Data used in this notebook can be downloaded from [google drive](https://drive.google.com/drive/folders/1ZeZr0Y2LQPnclFSm7JVqE6hZerXb7RF5?usp=drive_link).

In [1]:
import os
import numpy as np
import scanpy as sc
import scipy.sparse as sps
from os.path import join

from spamosaic.framework import SpaMosaic

In [2]:
os.environ['CUBLAS_WORKSPACE_CONFIG'] = ':4096:8'  # for CuBLAS operation and you have CUDA >= 10.2
import spamosaic.utils as utls
from spamosaic.preprocessing import RNA_preprocess, ADT_preprocess, Epigenome_preprocess

In [3]:
ad1_rna = sc.read_h5ad('./s1_adata_rna.h5ad')
ad1_adt = sc.read_h5ad('./s1_adata_adt.h5ad')
ad2_rna = sc.read_h5ad('./s2_adata_rna.h5ad')
ad2_adt = sc.read_h5ad('./s2_adata_adt.h5ad')
ad3_rna = sc.read_h5ad('./s3_adata_rna.h5ad')
ad3_adt = sc.read_h5ad('./s3_adata_adt.h5ad')

In [4]:
shared_adt = ad1_adt.var_names.intersection(ad2_adt.var_names).intersection(ad3_adt.var_names)
ad1_adt = ad1_adt[:, shared_adt].copy()
ad2_adt = ad2_adt[:, shared_adt].copy()
ad3_adt = ad3_adt[:, shared_adt].copy()

### 1st-fold cv (cross validation)

Similar to integration, SpaMosaic performs modality alignment first and then imputes the missing modality profiles based on the modal-aligned latent space.

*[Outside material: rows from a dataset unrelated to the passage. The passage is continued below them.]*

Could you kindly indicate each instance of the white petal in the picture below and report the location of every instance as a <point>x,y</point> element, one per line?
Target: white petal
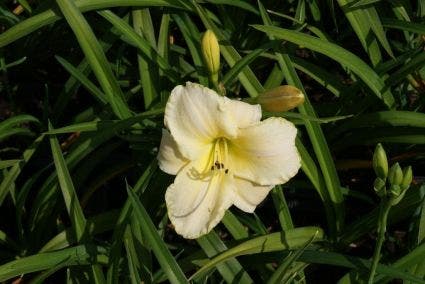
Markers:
<point>196,205</point>
<point>248,195</point>
<point>245,114</point>
<point>265,153</point>
<point>169,158</point>
<point>195,116</point>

Also, SpaMosaic requires the input dataset in the following format:
``` Python
{
    'rna':      [adata1_rna, adata2_rna,   None,         adata4_rna, ...],
    'protein':  [adata1_adt, None,         adata3_adt,   None,       ...],
    'atac':     [None,       adata2_atac,  None,         None,       ...],
    'histone':  [None,       None      ,   adata3_hist,  None,       ...],
    ...
}
```

In the dictionary, each key represents a modality and each modality key corresponds to list of `anndata` objects. Each `anndata` object contains modality-specific information for a particular section. For example, the first object `adata1_rna` under the 'rna' key holds the RNA profiles for the first section, while the first object `adata1_adt` under the 'protein' key holds protein profiles for the same section. If a section is not measured for a particular modality, its value in the list is `None`. For instance, the first element under the 'atac' and 'histone' keys is `None`, indicating that the first section was not measured with ATAC or histone modality. All lists have the same length, which corresponds to the number of sections in the target dataset.

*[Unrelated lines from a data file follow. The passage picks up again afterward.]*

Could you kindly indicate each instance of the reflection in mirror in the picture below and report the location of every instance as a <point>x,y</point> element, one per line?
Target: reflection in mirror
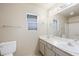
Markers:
<point>65,23</point>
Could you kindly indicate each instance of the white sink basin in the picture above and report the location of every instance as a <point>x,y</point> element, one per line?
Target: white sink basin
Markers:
<point>70,46</point>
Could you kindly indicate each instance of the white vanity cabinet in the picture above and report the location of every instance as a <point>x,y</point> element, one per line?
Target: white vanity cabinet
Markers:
<point>42,46</point>
<point>48,49</point>
<point>60,52</point>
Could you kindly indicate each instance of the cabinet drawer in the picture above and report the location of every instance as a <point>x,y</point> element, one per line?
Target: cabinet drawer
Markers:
<point>49,46</point>
<point>60,52</point>
<point>42,48</point>
<point>43,42</point>
<point>49,52</point>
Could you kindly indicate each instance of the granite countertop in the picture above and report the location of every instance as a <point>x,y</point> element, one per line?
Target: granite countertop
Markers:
<point>68,45</point>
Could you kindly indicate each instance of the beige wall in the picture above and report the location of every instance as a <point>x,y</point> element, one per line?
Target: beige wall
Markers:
<point>62,24</point>
<point>73,27</point>
<point>14,15</point>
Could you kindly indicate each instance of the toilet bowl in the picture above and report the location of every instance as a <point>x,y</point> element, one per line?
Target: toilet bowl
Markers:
<point>7,48</point>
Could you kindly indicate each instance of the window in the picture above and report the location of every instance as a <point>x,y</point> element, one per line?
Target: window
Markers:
<point>32,22</point>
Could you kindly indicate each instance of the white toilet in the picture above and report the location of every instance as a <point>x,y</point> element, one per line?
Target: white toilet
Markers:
<point>7,48</point>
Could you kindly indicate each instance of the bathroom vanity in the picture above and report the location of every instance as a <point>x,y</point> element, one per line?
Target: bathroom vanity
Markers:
<point>57,46</point>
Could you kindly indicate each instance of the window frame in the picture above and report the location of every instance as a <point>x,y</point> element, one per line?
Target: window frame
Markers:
<point>35,14</point>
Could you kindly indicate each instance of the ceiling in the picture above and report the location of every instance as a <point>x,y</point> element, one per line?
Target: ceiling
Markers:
<point>67,12</point>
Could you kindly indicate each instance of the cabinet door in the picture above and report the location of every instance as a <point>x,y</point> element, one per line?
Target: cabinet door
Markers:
<point>42,48</point>
<point>60,52</point>
<point>49,52</point>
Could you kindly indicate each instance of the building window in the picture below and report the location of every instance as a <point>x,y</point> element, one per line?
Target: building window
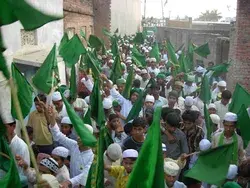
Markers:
<point>71,32</point>
<point>28,37</point>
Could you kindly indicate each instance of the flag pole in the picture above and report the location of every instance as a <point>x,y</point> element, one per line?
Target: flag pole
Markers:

SpaMosaic requires the modalities in a mosaic dataset to be directly or indirectly connected through one or multiple sections. If a pair of modalities occur in the same section, there is a direct connection between this pair of modalities, while an indirect connection requires multiple intermediary direct connections. 

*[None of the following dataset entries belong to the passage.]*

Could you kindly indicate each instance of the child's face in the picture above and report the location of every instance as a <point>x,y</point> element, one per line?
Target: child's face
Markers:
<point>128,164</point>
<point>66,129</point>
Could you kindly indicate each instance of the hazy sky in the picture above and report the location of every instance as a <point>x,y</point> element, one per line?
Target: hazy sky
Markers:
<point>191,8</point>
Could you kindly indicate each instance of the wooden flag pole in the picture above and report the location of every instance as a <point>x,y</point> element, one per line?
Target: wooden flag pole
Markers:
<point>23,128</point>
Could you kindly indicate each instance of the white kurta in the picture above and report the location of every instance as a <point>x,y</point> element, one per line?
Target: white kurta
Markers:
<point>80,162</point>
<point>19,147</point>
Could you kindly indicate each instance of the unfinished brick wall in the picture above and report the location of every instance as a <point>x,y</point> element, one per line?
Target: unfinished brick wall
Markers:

SpaMosaic will automatically impute all the missing profiles in the input. 

In [5]:
input_dict = {
    'rna': [ad1_rna, ad2_rna, ad3_rna],
    'adt': [None,    ad2_adt, ad3_adt]
}

input_key = 'dimred_bc'

In [6]:
RNA_preprocess(input_dict['rna'], batch_corr=True, favor='scanpy', n_hvg=5000, batch_key='src', key=input_key)
ADT_preprocess(input_dict['adt'], batch_corr=True, batch_key='src', key=input_key)

Use GPU mode.
	Initialization is completed.
	Completed 1 / 10 iteration(s).
	Completed 2 / 10 iteration(s).
	Completed 3 / 10 iteration(s).
	Completed 4 / 10 iteration(s).
	Completed 5 / 10 iteration(s).
Reach convergence after 5 iteration(s).
Use GPU mode.
	Initialization is completed.
	Completed 1 / 10 iteration(s).
	Completed 2 / 10 iteration(s).
	Completed 3 / 10 iteration(s).
Reach convergence after 3 iteration(s).


### training

SpaMosaic employs modality-specific graph neural networks to embed each modality's input into latent space. In horizontal integration, all sections have only one modality, thus each section has only one set of embeddings. 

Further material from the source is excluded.